I have really always hated milk. As a kid I had to put in a special juice request at snack time and in the lunch line because if presented with milk, I would pitch a fit. At home I’d eat the cereal out of my bowl leaving behind exactly how much milk my mom poured in. I don’t care much for milk-based things either unless the milk is disguised. For example, sharp hard cheeses are ok but soft creamy cheese freaks me out. Yogurt buried under mountains of granola is doable but doesn’t stand a chance on its own.
The point of this back story is to illustrate that I’ve been drinking milk alternatives for some time now. First it was soy milk but, after hearing excessive soy is not so excessively great for you, I switched to rice and almond and anything else I could find. Except hemp. Hemp milk is terrible.
I usually buy organic unsweetened milks but am not attached to any one brand. Still, I’m not always happy with what’s in these milk substitutes–too much sugar, weird additives, things I can’t pronounce. I always knew you could make your own milks at home but it seemed like a daunting task.
Today I finally gave it a go.
I made almond milk, oat milk and have an interesting quinoa milk currently soaking in the fridge. So far almond is the clear winner–super easy, two ingredients, bright white and comparable to its store-bought counterpart.
Homemade Almond Milk
1/3 c raw almonds, blanched, skins removed
2 c water (plus another 1.5-2c for blanching almonds; see below)
pinch of salt
To blanch your almonds, simply boil them in about two cups of water for several minutes. Remove from heat and pour onto a towel to cool. Once cool enough to be handled, simply pop the nuts out of the skins. (It’s seriously so much easier than I anticipated and took about 60 seconds to peel.)

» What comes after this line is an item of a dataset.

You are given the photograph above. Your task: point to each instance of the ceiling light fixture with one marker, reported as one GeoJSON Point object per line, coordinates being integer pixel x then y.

Combine peeled almonds, fresh water (not what you used to blanch), salt and any flavorings you’d like (vanilla, cinnamon, cocoa, etc.) in a blender. Blend until well combined. (I used my “liquify” setting.) Once done, line mason jar with a cheesecloth (I didn’t have one so I used a paper towel) and pour in the milk. The leftover almond pulp will remain in the cloth. Squeeze out any excess milk and save your pulp for other adventures. (I mixed mind with 1 Tbsp nutritional yeast and liquid aminos for a “cheese” alternative.)
This recipe made 2 cups of almond milk so I’d definitely double it and make larger batches. In terms of cost, the homemade version is a better option for me.
32 oz of store-bought almond milk: $3, $0.75 per serving
32 oz of homemade almond milk: $2.33, $0.58 per serving
For some people the ease of buying almond milk in the store is worth the extra cost. I found the process to be incredibly simple and I appreciate the control I have over the ingredients. One thing to consider with homemade milks is that they aren’t fortified with calcium, B vitamins, etc. like many of the products in stores so you’ll want to be aware of taking a supplement or compensating with the rest of your diet.